The protest in Boston began as a peaceful demonstration on Sunday, but by midnight many of the stores on Newbury Street in upscale Back Bay were burned and looted, and Baker had called out the National Guard, but Baker maintained his empathy and perspective as the article reports:

 

…While he said the “criminals and cowards” who “tarnished that night’s peaceful protest” would see their day in court, Baker condemned all “shapes and sizes” of injustice, from daily offenses to the country’s history of “discriminatory federal housing policy.”

“They’re all unacceptable,” he said. “Every instance of discrimination. Every attempt to use race as a tool. Every offhand slant among community members or in a workplace. But injustice experienced at the hands of a public institution that’s supposed to be rooting this out, that can often be the most despicable act of all.”

Baker said the cumulative effect of experiencing such injustices can rob people of their hope, destroy their sense of safety, and over time incite anger.
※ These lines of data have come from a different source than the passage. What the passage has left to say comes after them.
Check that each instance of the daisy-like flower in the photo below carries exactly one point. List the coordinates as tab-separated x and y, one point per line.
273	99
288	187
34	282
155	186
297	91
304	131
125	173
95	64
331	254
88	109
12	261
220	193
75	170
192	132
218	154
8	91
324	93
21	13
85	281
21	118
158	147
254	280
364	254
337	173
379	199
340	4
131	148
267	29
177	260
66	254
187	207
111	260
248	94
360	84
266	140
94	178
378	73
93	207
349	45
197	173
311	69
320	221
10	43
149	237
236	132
“Fear, anger, and hopelessness experienced alone is a dead end,” Baker said. “But there are avenues that do lead to progress. Last night, I saw tens of thousands of people unite to continue the work to build a way forward for everyone who feels trapped in that dead end. By an order of magnitude, we can add up the number of people who want to build on progress and do well for one another [and] dwarfs those who want to do the opposite.”

 

That is a statement that contains understanding and hope. I know that in a country that frequently demonstrates that it values property over people, and profits over quality and safety, that it takes courage for any politician to express any understanding of the emotions that explode into a destructive act. When “the rule of law” becomes a racial dog whistle that can be used to enhance white wealth while disregarding the persistent burdens of minorities then we may see riots. As Dr. KIng said:

 

“And I must say tonight that a riot is the language of the unheard. And what is it America has failed to hear? 

 

A week ago it would have been hard to imagine what might push COVID-19 out of the headlines. My son who is a trial attorney in Florida sees a connection between the exacerbations of personal concerns brought on by COVID-19 and the riots that have evolved out of the peaceful demonstrations. It does not take much for people to erupt in frustration over the lack of resolution of a problem that has held them back for four hundred years when suddenly they experience COVID-19 with the frustration and fear associated with the stagnation of life under stay at home orders. Their personal concerns about the risk of becoming a coronavirus victim, the economic losses that they already incurred, and the knowledge that these new stresses will probably persist for years to come on top of the chronic inequities they tolerate, and  the continuing threats to their young men and women from the police that they have borne for so long would be enough to cause many of us to erupt in anger. Perhaps COVID-19 will also be the event that reveaals that we can no longer tolerate our nation’s persistent national disease, our preexisting, or congenital condition—racism borne from a sense of a white superiority that continues to ignore much of the suffering and disease that it can both cause and ignore. 

 

When leadership fails we must look for new leadership that has the courage to try again to address the root cause problem that makes us continually vulnerable to the progression of our national disease. We need a national leader who will act on Charlie Baker’s current observations, and the diagnosis from over fifty years ago by Dr. King that racism is our root cause problem.  Racism was the destructive virus Dr. King diagnosed when he said:

 

What white Americans have never fully understood but what the Negro can never forget — is that white society is deeply implicated in the ghetto. White institutions created it, white institutions maintain it, and white society condones it.”

 

As we contemplate all of the changes we should seek to create in the “new normal” after we survive the COVID-19 pandemic, a good place to begin our analysis would be to revisit the Kerner Commission report. If we don’t begin to incorporate what life’s lessons teach us in our plans for the future, we will surely see more riots, more pandemics, and more shared dispare in our future.